Business Interruption Claims in the Aftermath of the Texas Storms and other Natural Disasters
February 22, 2021
The EisnerAmper team hopes that you and your loved ones are safe and doing well.
Hurricanes, earthquakes, and other natural disasters wreak havoc long after the storm departs. The damage to a region can be catastrophic and costly. As clean-up and recovery efforts ensue, business owners must understand their applicable insurance coverage and begin the process of filing claims.
A property insurance policy covers the physical damage to the business. A business income insurance (BI) policy covers the loss of income that would have been earned while its facility is either closed because of a disaster or during the resulting recovery and rebuilding processes. BI coverage is typically added onto the business’s property/liability insurance policy or comprehensive policy.
A typical BI policy covers the following elements:
- Temporary location
- Extra expenses (e.g., reasonable expenses beyond normal continuing costs to allow a business to continue operations)

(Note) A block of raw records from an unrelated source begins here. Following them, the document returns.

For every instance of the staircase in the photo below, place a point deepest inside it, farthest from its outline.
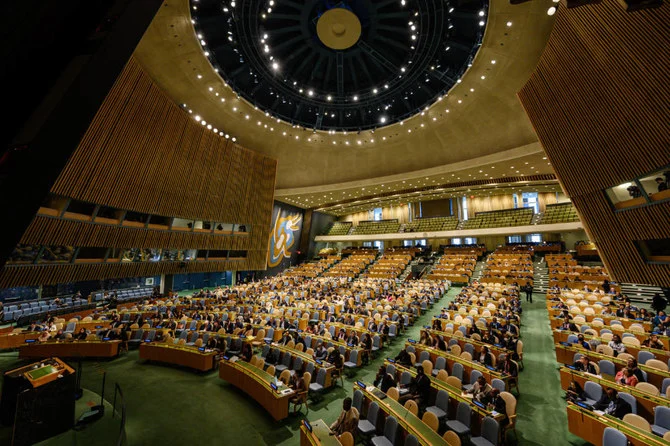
(540, 277)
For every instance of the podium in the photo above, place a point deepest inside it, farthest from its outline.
(38, 400)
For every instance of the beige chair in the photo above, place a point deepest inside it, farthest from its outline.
(454, 382)
(605, 350)
(510, 407)
(431, 420)
(300, 398)
(346, 439)
(466, 355)
(452, 438)
(393, 393)
(285, 377)
(427, 367)
(412, 407)
(656, 364)
(625, 356)
(649, 388)
(637, 421)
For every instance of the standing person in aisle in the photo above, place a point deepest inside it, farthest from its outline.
(528, 288)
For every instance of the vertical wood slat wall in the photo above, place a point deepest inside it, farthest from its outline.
(598, 101)
(142, 152)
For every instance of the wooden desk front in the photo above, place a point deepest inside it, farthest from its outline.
(645, 401)
(70, 349)
(179, 355)
(565, 355)
(256, 383)
(590, 426)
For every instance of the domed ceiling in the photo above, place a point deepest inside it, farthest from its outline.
(271, 74)
(349, 65)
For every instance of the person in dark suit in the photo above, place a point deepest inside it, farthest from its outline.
(497, 403)
(567, 325)
(584, 364)
(611, 404)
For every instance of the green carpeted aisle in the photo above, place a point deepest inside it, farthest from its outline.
(169, 405)
(542, 418)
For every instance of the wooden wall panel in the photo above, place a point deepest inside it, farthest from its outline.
(144, 153)
(599, 103)
(599, 97)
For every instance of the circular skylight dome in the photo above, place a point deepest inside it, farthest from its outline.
(349, 65)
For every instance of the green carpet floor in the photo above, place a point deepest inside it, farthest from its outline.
(170, 405)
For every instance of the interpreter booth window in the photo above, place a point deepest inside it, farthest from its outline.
(657, 185)
(534, 238)
(530, 201)
(377, 214)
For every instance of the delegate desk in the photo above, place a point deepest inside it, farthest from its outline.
(494, 349)
(555, 314)
(256, 383)
(646, 402)
(330, 368)
(317, 434)
(456, 395)
(662, 355)
(590, 426)
(565, 355)
(16, 338)
(185, 356)
(70, 349)
(468, 366)
(407, 421)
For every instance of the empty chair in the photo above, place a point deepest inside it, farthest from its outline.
(368, 426)
(452, 438)
(440, 364)
(358, 401)
(352, 363)
(637, 421)
(393, 393)
(390, 430)
(630, 399)
(498, 384)
(412, 407)
(461, 425)
(665, 385)
(442, 375)
(457, 371)
(649, 388)
(489, 433)
(411, 440)
(316, 388)
(656, 364)
(136, 339)
(431, 420)
(607, 367)
(441, 405)
(474, 374)
(612, 437)
(592, 392)
(285, 364)
(661, 420)
(422, 357)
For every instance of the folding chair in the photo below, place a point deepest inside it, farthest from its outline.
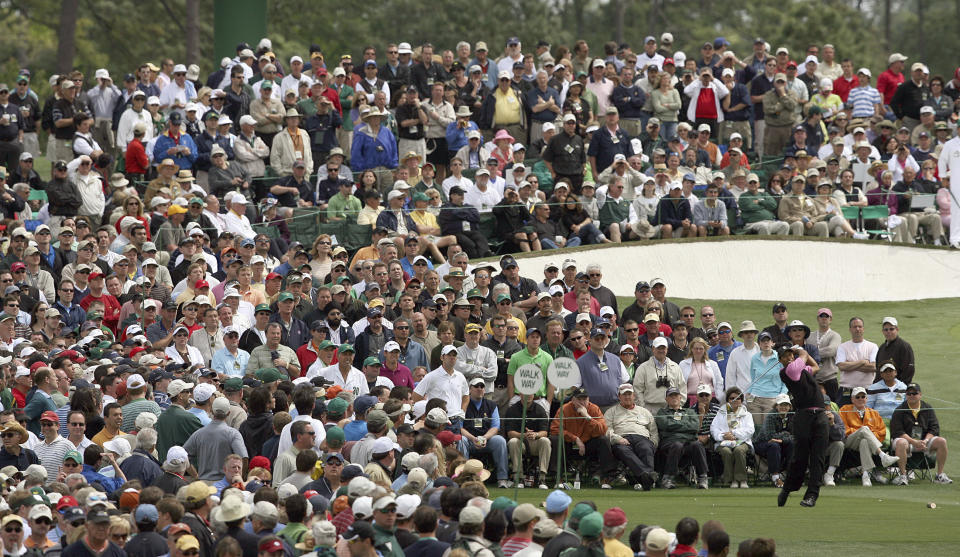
(876, 213)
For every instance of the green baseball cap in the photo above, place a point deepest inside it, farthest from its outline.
(591, 525)
(335, 435)
(580, 510)
(324, 344)
(268, 374)
(336, 407)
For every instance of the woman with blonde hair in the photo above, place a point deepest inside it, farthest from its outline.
(119, 531)
(195, 272)
(698, 370)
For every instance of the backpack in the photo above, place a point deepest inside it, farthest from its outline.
(474, 548)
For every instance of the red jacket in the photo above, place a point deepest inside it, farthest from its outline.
(842, 87)
(887, 84)
(111, 312)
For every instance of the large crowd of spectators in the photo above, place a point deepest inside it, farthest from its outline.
(183, 379)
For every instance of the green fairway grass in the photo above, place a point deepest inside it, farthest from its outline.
(848, 519)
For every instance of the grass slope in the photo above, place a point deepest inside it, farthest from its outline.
(847, 519)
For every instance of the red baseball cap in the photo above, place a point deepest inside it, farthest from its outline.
(447, 437)
(260, 462)
(614, 517)
(271, 545)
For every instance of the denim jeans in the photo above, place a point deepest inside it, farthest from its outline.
(497, 448)
(547, 243)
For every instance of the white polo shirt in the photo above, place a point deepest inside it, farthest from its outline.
(451, 387)
(355, 383)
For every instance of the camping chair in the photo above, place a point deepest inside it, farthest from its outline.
(852, 214)
(876, 213)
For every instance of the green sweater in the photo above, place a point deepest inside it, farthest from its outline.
(613, 210)
(386, 542)
(677, 426)
(755, 207)
(522, 358)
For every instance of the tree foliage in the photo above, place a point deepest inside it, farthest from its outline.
(121, 34)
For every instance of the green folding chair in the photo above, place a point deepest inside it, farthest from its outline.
(876, 213)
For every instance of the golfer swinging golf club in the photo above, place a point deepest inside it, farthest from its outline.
(810, 428)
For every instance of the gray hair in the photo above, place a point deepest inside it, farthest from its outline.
(147, 439)
(176, 466)
(429, 463)
(613, 531)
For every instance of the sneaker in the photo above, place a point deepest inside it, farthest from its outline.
(888, 459)
(782, 497)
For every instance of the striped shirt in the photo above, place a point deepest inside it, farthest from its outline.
(862, 100)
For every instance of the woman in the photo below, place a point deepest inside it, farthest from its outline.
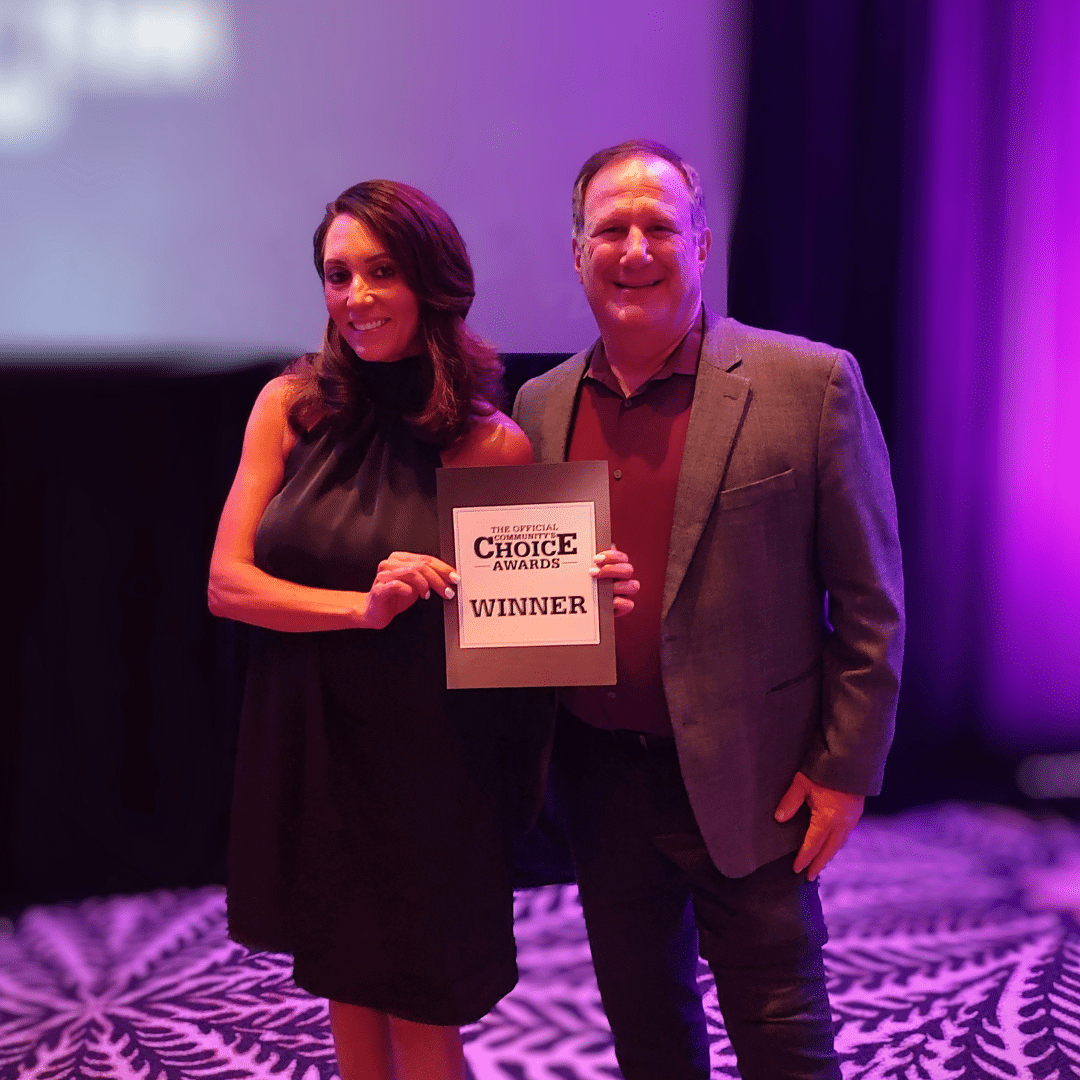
(373, 808)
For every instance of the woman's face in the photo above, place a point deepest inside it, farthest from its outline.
(366, 295)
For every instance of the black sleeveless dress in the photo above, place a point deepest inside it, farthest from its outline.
(373, 808)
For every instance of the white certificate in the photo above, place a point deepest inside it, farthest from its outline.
(525, 575)
(527, 612)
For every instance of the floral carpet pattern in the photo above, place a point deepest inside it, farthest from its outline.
(955, 953)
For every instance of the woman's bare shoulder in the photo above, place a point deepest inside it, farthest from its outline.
(493, 440)
(270, 412)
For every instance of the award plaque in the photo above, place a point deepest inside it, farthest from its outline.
(527, 612)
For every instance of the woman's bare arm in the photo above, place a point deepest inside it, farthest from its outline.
(240, 590)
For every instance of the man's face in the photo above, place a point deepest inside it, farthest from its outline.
(638, 259)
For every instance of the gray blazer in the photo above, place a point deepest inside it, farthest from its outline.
(784, 514)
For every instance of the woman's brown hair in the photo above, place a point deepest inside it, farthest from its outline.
(466, 374)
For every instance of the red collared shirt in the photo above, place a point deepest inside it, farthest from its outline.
(642, 439)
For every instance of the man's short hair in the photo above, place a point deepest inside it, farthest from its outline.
(637, 148)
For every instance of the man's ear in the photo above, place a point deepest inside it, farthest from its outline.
(704, 242)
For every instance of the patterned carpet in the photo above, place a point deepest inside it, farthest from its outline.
(955, 953)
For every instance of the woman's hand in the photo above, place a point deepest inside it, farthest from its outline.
(613, 565)
(405, 577)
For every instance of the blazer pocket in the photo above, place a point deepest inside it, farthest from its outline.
(732, 498)
(801, 677)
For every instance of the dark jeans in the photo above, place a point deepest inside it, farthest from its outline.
(649, 891)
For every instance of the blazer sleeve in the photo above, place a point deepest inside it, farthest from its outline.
(860, 562)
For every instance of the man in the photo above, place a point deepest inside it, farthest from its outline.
(757, 675)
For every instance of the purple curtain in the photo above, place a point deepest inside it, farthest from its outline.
(989, 442)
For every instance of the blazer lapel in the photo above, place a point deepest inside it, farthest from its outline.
(719, 403)
(558, 409)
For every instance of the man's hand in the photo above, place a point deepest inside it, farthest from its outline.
(833, 815)
(615, 565)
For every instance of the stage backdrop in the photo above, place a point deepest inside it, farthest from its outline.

- Civil authority ingress/egress (e.g., government-mandated closures)
It is also critical to understand when the BI coverage begins and ends. With disasters such as the recent deep freeze that resulted in loss of power and damaged energy delivery channels many individuals and businesses were severely impacted. As a result, it is important to know some key issues regarding your BI coverage. When does the covered loss period begin and when does it end? Most insurance policies define the coverage period as starting on the date in which the disaster event began its impact such as power loss and ending on the date the damaged property is physically repaired and returned to operations under the same conditions that existed prior to the disruptions of the storm. It is important to read and understand your policy coverages and be aware of specific coverage exclusions. If you are planning to file insurance claims for your business, here are a few steps and items to begin to consider:
- Be aware of and comply with any and all filing deadlines for your claims.
- Collect and review all the policies directly issued to your business. Identify other policies issued to other businesses in your supply chain that may also name or reference your business as an additional insured.
- Create an outline of your potential claim(s).
- Be sure to understand the intricacies of pertinent exclusions (e.g., hurricane deductibles) of your coverage.
- Understand what you will need to document to prepare a well-presented claim. It is hard to overstate the importance of this last point. While the amount of documentation required to build and support a BI claim can depend on various factors, it is generally recommended that it include, without limitation, the following types of evidence:
- Detailed descriptions of business operations including products and/or services provided
- Any detailed business plans prepared prior to the hurricane
- Any detailed budgets/forecasts for future periods
- Historical tax returns (generally three-to-five years)
- Audited, reviewed, or compiled financial statements (generally three-to-five years)
- Payroll records (last two years)
- Monthly profit/loss statements (generally three-to-five years)
- Customer-specific detailed sales data (generally three-to-five years)
- General ledgers and/or accounting software data file
- Detailed listing and support for any “extra expenses” allowed by your BI policy
- Any industry/geographic trade data to support claim
- Any other information/data deemed necessary
These claims can be substantial projects. In fact, many claimants choose to enlist the services of an accounting firm – one that is experienced in this type of undertaking – as they can be quite time-consuming and detailed. As early as possible, set up lines of communications with your insurance broker, insurance carrier, legal counsel, accountant and/or other professionals that you may need to assist you. Regardless of who is working with you on compiling your claims, it is important to ensure you do not mistakenly release an insurance carrier from any owed coverage.